WORD MADE FLESH

26th Sunday in Ordinary Time – September 30, 2012
Numbers 11.16, 17, 25-29 | Psalm 19 | James 5.1-6 | Mark 9.38-43, 47-48

John Connelly

September 24, 2012

There are things in the heart of all of us that want to be expressed. Hopes. Dreams. Pain. Struggles.

But our world does not always encourage intimacy and honesty. Our world, all too often, covers up the profound landscape of the human heart.

The first retreat I did on Deep Listening was guided by a priest who called us to tune into the journey of each person present. He explained that to do that we need to let go of our judgments and fears, and enter into the reality and gift of each person.

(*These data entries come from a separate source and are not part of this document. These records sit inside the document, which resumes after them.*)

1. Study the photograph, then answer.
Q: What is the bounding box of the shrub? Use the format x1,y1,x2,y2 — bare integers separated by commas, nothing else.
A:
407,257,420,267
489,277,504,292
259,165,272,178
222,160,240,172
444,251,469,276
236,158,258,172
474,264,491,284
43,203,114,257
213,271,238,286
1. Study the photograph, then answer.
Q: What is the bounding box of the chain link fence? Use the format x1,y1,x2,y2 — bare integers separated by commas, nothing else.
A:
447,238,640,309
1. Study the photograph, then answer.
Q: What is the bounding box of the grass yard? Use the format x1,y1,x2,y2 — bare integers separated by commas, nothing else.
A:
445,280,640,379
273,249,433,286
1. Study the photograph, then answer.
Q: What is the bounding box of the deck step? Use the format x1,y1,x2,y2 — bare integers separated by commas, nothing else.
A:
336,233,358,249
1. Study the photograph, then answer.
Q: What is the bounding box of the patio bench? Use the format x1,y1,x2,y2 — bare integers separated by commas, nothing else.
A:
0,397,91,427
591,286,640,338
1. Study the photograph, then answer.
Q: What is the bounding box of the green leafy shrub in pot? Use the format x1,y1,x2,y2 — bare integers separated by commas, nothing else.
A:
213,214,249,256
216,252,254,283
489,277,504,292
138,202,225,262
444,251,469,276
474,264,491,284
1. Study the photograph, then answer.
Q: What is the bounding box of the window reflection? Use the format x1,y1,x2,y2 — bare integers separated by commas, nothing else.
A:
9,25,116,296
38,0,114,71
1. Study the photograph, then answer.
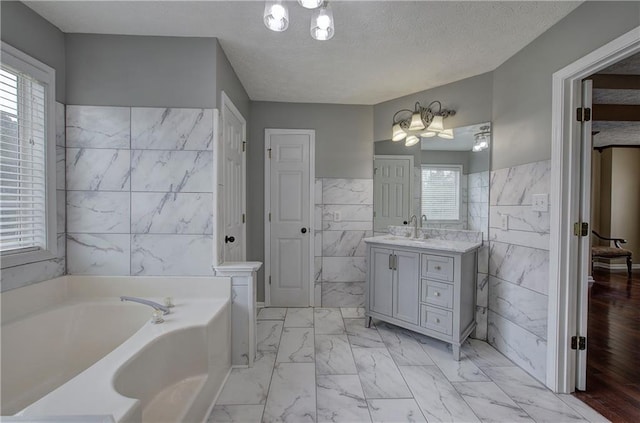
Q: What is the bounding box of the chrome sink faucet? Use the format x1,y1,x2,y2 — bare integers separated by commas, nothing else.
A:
120,296,171,315
409,214,418,238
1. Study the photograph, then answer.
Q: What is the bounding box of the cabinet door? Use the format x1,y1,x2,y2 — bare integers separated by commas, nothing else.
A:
369,247,393,316
393,250,420,325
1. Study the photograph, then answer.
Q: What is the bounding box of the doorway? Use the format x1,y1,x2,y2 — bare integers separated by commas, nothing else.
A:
265,129,315,307
547,28,640,393
221,91,247,262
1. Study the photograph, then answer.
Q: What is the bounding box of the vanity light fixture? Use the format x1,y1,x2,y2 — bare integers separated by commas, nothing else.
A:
391,100,456,147
264,0,336,41
471,125,491,152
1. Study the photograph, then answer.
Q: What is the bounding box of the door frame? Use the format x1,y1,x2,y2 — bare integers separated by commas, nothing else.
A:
373,154,415,230
546,26,640,393
264,128,322,307
218,91,247,261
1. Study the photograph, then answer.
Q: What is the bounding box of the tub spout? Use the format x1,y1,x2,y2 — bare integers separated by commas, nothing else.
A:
120,296,171,314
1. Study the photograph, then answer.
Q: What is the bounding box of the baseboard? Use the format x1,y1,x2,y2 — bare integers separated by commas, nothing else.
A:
593,262,640,270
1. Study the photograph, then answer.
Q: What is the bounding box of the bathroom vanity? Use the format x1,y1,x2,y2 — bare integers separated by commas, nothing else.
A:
364,235,482,360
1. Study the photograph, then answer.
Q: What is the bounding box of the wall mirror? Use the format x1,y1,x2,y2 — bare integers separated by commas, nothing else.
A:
373,122,491,240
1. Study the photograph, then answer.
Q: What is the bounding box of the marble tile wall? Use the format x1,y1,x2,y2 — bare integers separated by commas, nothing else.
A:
314,178,373,307
487,160,551,382
2,102,67,291
65,106,214,276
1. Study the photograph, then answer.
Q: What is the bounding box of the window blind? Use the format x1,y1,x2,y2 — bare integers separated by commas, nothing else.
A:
421,166,462,221
0,65,47,254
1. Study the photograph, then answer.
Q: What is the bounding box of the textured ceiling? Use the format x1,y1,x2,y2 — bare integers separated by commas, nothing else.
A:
25,0,580,104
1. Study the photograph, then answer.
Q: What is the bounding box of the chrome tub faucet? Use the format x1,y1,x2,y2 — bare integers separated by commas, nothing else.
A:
120,296,171,315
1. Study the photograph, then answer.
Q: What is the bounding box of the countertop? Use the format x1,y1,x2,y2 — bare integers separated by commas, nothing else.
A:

I was shocked by the results. These complete strangers opened up before my eyes. They became like brothers and sisters I had never met before. My heart blossomed into the realm of authentic compassion.

All the world needs to learn the art of true listening. It needs to learn the art of leaving our self-centred world and entering into the world of others. The experience of deep listening had opened a door within me.

Over and over the Scriptures call us to listen. They call us to listen to God and listen to others. They call us to let down our walls and grow in compassion, vulnerability and intimacy.

One key Scripture in the book of Genesis says of our first parents, "They hid themselves from the presence of God." We don't want to see the truth, so we hide behind our "fig leafs" and deny reality.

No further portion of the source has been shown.